Maps. We had general directions from a flyer found at the Ranger station and we still managed to park in the wrong spot. It seems it was the correct location though, when I researched AFTER our hike, due to previous road washouts. Hint: The flyer suggested elevation gains, time estimations, distances, and trail popularity. Some of this was NOT true. For instance, family friendly. We did not find this trail to be safe for younger hikers. This was agreed upon by another family (with elementary children and an elderly chap). Maybe they should define family friendly. Take information like this with a grain of salt.
Snow. While we did not encounter snow, the lake was very full and there were no places to get close to the water unless one was IN the water or on floating logs. Take into account the previous winter. We had record snowfall. That means lakes will be full to overflowing. Snow may still be on the trails. Mud will be present.
Do not give up! We passed few other hikers, so the Glacier Lake hike was perfect for solitude (I missed wearing a bear bell, though, and we constantly scanned for evidence and escape routes – many shredded snags convinced us that big claws had enjoyed plentiful grubs and bugs). Once we arrived at Glacier Lake, huge (bigger-than-my-car sized) boulders blocked the path. We made two different attempts to get over them to the water, but my legs were too short. In defeat, we headed back. Only a short while later we met a young family (baby in backpack, so backpacking with child in tow counts as family friendly). They discovered a trail to the lake edge and two rough camping spots. They filled us in and we headed back to the lake. Don’t be afraid to ask and share info with other hikers.

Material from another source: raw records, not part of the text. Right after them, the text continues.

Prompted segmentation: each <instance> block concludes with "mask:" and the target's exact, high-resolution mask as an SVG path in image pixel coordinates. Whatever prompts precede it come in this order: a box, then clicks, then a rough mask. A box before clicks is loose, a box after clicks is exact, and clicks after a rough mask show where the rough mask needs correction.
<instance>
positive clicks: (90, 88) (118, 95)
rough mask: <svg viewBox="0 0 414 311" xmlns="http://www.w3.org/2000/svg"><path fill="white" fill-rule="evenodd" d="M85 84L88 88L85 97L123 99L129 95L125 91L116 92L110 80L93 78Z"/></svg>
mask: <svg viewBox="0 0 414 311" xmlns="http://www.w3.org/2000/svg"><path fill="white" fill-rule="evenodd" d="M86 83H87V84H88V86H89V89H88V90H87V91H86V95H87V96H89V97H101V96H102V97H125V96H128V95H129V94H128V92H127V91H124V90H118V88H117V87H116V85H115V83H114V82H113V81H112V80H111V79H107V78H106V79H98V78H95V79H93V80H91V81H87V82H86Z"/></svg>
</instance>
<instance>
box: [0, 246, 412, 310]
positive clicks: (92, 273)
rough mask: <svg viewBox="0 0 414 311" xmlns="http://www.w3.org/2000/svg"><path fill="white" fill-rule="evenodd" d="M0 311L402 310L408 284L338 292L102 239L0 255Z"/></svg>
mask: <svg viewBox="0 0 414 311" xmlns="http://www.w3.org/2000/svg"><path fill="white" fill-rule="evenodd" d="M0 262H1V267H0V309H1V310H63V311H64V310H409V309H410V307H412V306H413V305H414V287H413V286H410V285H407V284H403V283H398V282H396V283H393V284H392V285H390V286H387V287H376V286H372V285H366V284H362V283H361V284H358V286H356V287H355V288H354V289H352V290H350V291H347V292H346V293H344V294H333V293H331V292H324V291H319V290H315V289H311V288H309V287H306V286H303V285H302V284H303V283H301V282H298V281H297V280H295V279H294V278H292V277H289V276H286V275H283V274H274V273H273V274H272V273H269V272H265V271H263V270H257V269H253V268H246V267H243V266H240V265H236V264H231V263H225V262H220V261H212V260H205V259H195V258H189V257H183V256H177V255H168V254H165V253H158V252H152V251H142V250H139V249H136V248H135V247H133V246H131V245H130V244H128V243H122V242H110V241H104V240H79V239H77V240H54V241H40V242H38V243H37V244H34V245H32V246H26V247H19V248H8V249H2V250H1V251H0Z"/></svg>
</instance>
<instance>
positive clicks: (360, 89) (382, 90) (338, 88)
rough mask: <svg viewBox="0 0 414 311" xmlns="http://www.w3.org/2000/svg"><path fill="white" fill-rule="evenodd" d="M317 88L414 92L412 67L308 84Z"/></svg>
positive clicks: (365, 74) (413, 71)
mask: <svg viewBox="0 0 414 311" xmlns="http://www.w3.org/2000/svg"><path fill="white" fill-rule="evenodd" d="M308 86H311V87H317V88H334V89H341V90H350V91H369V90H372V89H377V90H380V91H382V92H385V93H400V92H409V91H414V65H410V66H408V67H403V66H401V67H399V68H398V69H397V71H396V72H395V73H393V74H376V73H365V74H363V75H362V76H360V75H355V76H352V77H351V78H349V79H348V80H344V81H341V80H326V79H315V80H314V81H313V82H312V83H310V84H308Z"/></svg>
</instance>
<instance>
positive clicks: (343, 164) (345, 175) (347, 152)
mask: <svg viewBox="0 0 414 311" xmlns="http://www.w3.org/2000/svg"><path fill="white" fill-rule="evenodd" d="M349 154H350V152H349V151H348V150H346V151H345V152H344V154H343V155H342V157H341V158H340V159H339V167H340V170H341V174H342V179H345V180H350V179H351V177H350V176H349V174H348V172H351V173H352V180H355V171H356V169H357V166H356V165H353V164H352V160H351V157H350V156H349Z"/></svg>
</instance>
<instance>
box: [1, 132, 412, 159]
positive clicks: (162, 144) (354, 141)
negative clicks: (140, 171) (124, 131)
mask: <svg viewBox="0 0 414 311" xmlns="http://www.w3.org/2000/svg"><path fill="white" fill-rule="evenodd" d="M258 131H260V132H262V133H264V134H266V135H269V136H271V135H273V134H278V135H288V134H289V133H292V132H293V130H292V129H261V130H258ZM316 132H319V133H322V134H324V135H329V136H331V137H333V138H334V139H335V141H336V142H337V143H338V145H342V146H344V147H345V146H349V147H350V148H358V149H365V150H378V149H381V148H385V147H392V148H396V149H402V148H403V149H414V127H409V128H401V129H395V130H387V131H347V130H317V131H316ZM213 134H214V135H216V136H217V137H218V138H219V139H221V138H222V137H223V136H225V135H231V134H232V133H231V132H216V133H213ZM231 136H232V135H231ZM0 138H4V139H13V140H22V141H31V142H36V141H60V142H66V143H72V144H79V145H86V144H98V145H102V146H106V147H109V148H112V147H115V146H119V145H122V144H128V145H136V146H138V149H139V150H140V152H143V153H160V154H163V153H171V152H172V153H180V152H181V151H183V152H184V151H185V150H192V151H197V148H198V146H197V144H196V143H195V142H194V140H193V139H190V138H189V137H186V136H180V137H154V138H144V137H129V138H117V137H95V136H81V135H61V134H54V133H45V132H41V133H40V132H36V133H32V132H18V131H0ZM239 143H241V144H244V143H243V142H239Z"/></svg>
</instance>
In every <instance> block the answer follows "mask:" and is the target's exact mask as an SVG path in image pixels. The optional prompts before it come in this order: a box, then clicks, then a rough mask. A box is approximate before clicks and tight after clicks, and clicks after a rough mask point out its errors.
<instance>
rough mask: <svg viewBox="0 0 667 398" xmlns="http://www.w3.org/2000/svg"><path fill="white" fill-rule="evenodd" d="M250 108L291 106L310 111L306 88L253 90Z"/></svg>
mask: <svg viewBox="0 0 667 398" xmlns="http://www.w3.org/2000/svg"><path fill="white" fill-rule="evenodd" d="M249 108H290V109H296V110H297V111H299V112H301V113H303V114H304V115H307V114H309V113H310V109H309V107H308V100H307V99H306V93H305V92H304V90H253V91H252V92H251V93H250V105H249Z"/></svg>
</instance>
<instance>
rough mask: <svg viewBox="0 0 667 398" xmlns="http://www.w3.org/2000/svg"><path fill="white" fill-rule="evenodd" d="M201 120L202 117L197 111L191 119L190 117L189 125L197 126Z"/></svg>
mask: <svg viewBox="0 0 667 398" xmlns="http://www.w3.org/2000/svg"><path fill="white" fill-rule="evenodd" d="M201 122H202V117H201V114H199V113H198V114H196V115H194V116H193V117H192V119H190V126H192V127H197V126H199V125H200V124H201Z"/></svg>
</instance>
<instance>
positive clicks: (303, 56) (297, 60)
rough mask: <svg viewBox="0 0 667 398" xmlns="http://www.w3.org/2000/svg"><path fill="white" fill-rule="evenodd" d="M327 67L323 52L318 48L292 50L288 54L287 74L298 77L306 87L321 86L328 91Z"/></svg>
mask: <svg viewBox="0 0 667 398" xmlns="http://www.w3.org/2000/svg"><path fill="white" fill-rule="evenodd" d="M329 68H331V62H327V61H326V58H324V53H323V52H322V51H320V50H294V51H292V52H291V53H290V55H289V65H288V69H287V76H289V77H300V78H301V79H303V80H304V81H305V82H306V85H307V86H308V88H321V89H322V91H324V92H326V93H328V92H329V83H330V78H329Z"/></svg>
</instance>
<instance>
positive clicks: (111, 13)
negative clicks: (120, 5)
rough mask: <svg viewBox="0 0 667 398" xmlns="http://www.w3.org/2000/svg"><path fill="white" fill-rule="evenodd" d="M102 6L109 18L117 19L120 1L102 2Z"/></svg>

Glacier Lake Hint: When you get to the boulders, you will instinctively want to go straight through them to the water. Don’t. There are many false trails over the rocks. Instead, look LEFT and you will see the trail continuing around the edge of the boulders. LOL. It’s obvious once you know.
Hiking is our respite from crowds, technology, and stress. We learn something new on every hike. We can’t wait to get back out on the trails!
Would you like your adventure now or should we have our tea first?